Dr Faustus Q&A with Kit Harington and Jamie Lloyd and tales of slow-dancing and 'weird shit'
21/06/2016
So I found myself back in the Duke of York's watching Dr Faustus again last night - there was a pair of £15 tickets on the front row so I couldn't resist. Following the performance, there was Q&A with director Jamie Lloyd, Kit Harington plus Craig Stein, Brian Gilligan and Garmon Rhys.
Chairs were set up on the tiny bit of stage that protrudes from underneath the safety curtain behind which the clean-up operation could be heard. Jamie Lloyd said he felt for the stage management team who had the big job of cleaning up after each performance (puke of various colours, soil, flour, poo, blood and food).
Everyone was in a relaxed and jovial mood which made for an often amusing discussion. Here are some of the highlights:
Jamie and Kit were asked about casting:
JL said he has a list of plays he wants to do and he wanted to work with Kit so he sent him a couple of things to look at one of which was Dr Faustus.
KH said if he reads a script and then wants to immediately read it again then he wants to do it. He likes juicy, wacky and weird roles: 'I love weird shit'. In Dr Faustus, he loved the contemporary sections of the play spliced with the Marlowe original.

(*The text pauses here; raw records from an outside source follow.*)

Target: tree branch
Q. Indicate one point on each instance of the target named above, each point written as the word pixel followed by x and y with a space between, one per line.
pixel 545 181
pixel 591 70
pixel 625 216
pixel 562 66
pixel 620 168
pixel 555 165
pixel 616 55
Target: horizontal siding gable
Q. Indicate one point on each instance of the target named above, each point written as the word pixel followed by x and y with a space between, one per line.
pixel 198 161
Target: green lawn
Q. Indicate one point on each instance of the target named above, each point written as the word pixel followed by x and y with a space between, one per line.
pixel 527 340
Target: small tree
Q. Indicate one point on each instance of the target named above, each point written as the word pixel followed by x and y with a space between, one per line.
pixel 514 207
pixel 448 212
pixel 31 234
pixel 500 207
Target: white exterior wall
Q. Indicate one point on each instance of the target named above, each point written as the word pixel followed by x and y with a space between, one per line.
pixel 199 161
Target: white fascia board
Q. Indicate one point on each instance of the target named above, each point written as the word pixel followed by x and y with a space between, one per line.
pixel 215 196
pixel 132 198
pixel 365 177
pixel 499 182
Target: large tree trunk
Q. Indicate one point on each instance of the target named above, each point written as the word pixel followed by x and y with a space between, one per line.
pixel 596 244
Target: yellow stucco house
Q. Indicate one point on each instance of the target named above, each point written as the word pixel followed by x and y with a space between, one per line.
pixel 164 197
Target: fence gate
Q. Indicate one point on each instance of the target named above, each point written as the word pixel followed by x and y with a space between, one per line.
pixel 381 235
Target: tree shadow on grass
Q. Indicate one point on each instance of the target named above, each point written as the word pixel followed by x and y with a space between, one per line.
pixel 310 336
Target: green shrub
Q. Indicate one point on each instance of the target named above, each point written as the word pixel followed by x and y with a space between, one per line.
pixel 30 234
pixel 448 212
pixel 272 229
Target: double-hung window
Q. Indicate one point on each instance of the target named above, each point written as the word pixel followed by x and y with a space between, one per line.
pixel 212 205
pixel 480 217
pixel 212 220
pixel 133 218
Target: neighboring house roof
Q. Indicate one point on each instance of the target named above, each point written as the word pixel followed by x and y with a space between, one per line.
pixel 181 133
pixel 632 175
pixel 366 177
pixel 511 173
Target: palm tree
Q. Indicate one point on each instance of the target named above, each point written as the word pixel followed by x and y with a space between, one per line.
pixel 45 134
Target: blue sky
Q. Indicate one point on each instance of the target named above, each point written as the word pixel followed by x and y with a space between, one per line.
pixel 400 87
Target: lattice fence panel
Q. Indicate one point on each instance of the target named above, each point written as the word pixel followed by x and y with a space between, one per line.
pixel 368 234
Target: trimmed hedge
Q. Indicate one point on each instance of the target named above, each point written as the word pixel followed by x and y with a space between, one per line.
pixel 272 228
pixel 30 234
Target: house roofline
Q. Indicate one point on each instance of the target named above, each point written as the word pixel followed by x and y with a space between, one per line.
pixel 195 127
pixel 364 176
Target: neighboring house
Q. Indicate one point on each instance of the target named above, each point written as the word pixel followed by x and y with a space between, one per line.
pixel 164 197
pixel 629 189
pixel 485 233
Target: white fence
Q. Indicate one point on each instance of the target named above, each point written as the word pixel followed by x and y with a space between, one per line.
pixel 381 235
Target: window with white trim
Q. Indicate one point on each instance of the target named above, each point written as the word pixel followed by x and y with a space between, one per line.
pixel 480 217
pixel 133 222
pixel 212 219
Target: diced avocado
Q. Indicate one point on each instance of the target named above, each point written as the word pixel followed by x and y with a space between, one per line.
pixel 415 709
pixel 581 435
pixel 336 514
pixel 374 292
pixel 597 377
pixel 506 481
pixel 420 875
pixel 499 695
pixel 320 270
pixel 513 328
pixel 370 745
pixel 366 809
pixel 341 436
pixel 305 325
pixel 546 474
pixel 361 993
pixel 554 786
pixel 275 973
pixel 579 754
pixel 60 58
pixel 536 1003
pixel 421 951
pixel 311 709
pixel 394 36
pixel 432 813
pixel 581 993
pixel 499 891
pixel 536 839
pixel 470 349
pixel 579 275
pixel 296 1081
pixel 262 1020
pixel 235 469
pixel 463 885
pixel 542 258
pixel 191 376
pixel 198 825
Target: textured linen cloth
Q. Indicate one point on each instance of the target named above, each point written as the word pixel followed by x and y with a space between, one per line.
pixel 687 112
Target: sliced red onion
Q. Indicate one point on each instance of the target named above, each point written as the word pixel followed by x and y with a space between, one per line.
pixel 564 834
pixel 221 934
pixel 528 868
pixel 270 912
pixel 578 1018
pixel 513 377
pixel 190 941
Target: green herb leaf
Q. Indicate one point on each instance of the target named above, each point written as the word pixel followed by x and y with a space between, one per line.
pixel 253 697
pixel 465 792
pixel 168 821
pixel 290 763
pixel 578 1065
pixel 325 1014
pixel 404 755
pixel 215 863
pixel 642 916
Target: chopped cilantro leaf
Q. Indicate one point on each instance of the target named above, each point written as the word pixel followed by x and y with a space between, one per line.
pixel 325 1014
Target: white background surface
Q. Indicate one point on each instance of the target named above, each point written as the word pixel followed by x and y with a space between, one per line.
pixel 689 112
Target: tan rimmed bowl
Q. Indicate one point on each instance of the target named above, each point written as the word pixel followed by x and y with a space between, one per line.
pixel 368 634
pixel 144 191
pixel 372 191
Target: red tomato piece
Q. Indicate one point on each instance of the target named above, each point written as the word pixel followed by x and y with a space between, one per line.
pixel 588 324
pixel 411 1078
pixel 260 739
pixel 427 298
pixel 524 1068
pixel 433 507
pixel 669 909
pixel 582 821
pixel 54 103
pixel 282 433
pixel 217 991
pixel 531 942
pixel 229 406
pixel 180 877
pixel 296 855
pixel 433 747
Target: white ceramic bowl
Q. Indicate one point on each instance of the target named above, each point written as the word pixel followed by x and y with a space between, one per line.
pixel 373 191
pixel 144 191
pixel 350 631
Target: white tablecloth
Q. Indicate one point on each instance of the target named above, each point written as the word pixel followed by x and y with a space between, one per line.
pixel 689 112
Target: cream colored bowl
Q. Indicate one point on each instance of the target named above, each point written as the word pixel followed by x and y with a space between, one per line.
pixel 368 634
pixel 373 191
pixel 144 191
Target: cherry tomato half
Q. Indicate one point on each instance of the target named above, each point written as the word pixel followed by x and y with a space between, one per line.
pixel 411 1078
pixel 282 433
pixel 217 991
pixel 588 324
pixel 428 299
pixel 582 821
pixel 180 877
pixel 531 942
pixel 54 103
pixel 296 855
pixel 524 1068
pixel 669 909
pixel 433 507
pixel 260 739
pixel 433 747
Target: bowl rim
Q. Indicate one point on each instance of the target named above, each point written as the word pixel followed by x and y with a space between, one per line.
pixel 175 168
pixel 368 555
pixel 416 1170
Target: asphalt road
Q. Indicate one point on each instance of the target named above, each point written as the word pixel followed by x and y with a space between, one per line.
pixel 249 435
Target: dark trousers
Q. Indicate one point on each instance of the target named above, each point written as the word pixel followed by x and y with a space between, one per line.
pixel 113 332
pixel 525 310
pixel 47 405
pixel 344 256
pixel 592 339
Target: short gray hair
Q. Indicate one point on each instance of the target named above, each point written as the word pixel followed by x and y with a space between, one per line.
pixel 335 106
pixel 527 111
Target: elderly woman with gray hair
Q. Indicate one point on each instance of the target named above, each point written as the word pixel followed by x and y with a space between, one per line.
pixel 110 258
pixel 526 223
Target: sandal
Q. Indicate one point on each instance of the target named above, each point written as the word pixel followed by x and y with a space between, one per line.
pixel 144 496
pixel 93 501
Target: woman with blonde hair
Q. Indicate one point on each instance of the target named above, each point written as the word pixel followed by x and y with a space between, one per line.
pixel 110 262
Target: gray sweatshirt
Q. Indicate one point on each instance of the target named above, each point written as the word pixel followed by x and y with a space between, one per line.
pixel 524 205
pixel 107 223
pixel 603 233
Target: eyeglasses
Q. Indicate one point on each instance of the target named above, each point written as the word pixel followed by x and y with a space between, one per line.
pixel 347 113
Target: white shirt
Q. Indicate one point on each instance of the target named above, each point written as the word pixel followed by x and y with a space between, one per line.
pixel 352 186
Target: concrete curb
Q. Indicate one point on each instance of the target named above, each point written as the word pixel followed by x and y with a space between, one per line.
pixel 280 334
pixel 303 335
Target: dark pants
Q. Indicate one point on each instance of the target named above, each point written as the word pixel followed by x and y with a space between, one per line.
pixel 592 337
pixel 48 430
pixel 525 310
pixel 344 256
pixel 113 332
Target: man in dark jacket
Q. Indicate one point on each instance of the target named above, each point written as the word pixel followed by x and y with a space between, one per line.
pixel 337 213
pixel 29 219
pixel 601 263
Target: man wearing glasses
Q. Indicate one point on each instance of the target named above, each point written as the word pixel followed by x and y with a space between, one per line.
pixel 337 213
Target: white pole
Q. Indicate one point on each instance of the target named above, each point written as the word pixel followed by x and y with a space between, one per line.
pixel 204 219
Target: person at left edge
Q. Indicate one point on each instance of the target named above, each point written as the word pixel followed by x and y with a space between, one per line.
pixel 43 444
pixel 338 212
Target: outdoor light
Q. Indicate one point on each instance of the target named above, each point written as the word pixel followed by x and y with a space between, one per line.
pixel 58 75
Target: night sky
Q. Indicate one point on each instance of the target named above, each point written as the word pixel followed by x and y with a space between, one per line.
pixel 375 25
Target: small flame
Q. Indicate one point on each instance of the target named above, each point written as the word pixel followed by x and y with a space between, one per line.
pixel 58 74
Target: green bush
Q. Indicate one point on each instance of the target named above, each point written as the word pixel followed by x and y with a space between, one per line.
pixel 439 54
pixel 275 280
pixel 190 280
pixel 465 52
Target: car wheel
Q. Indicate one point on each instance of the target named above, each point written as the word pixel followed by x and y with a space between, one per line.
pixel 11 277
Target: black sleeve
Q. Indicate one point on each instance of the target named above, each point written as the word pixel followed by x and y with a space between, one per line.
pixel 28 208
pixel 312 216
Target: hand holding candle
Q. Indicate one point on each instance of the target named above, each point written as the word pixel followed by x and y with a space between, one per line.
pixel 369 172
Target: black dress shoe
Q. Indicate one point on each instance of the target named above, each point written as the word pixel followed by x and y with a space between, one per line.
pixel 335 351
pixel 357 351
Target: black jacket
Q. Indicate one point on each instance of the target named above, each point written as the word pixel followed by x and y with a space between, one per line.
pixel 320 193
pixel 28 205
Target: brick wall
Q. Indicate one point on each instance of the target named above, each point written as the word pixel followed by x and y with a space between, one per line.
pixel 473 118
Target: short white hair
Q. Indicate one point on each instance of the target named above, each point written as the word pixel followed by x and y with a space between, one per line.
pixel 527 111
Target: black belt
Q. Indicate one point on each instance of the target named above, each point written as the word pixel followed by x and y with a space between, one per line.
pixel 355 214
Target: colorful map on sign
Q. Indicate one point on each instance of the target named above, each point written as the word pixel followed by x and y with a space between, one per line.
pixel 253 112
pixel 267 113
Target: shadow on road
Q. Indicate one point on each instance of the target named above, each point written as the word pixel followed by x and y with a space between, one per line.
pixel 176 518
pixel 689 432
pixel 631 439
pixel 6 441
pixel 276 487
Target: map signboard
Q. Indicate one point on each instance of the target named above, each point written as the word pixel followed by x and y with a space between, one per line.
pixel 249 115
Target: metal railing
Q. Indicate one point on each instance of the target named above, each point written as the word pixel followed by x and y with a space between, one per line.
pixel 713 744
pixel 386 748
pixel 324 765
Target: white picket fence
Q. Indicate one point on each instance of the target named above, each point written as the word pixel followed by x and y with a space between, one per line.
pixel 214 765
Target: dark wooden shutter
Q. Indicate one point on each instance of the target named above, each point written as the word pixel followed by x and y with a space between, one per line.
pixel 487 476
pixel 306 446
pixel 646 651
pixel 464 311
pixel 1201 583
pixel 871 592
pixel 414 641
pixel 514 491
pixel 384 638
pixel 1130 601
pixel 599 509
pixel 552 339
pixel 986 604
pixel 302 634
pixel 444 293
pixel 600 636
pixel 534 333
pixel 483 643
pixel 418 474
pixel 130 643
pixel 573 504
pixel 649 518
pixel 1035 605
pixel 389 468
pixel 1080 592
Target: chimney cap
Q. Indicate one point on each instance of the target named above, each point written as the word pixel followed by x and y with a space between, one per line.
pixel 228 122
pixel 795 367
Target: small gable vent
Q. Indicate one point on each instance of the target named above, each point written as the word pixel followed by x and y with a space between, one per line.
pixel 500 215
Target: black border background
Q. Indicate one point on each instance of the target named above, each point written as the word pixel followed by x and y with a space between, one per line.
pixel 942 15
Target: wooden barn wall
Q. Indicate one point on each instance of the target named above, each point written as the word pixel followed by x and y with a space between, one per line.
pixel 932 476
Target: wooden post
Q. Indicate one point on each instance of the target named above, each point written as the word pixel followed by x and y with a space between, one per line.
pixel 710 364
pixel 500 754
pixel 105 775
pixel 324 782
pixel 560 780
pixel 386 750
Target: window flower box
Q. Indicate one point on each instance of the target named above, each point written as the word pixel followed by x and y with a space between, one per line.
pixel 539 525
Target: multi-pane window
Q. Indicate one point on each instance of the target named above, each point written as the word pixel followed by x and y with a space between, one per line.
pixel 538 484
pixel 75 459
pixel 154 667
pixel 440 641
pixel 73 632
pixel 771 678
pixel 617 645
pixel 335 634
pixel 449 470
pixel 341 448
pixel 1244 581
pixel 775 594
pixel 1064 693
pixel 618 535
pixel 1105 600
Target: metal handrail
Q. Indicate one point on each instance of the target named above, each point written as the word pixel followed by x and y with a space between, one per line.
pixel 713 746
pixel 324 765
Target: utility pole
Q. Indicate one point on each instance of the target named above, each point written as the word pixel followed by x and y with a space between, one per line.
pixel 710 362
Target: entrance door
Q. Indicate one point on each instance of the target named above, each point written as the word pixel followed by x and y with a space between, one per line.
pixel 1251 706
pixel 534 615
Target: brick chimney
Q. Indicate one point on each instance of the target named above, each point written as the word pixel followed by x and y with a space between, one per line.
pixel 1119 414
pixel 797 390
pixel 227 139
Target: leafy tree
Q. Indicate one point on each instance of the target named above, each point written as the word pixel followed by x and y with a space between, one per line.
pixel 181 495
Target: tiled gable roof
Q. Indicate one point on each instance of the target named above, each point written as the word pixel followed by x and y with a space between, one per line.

How do you learn your lines and approach the role?
KH said that JL likes the actors 'off book' and he looked at how much there was in the script and thought 'oh shit' so he booked a cottage in Wales, cut off from everything and 'spent four days pummelling it'. Then there was one of those pauses when everyone is thinking it but no one wants to say until JL kindly stepped in quipped 'but what about the lines?' Much laughter at that, naturally.
Once he recovered he went on to say how he didn't know what the premise would be. He saw a magician friend and thought it would be like the poster (pictured). But then JL told him that Dr Faustus is just in his room, it's all in his head and everyone is in their pants. So he approached it as if he going through a psychotic episode, that he is on some big, bad trip.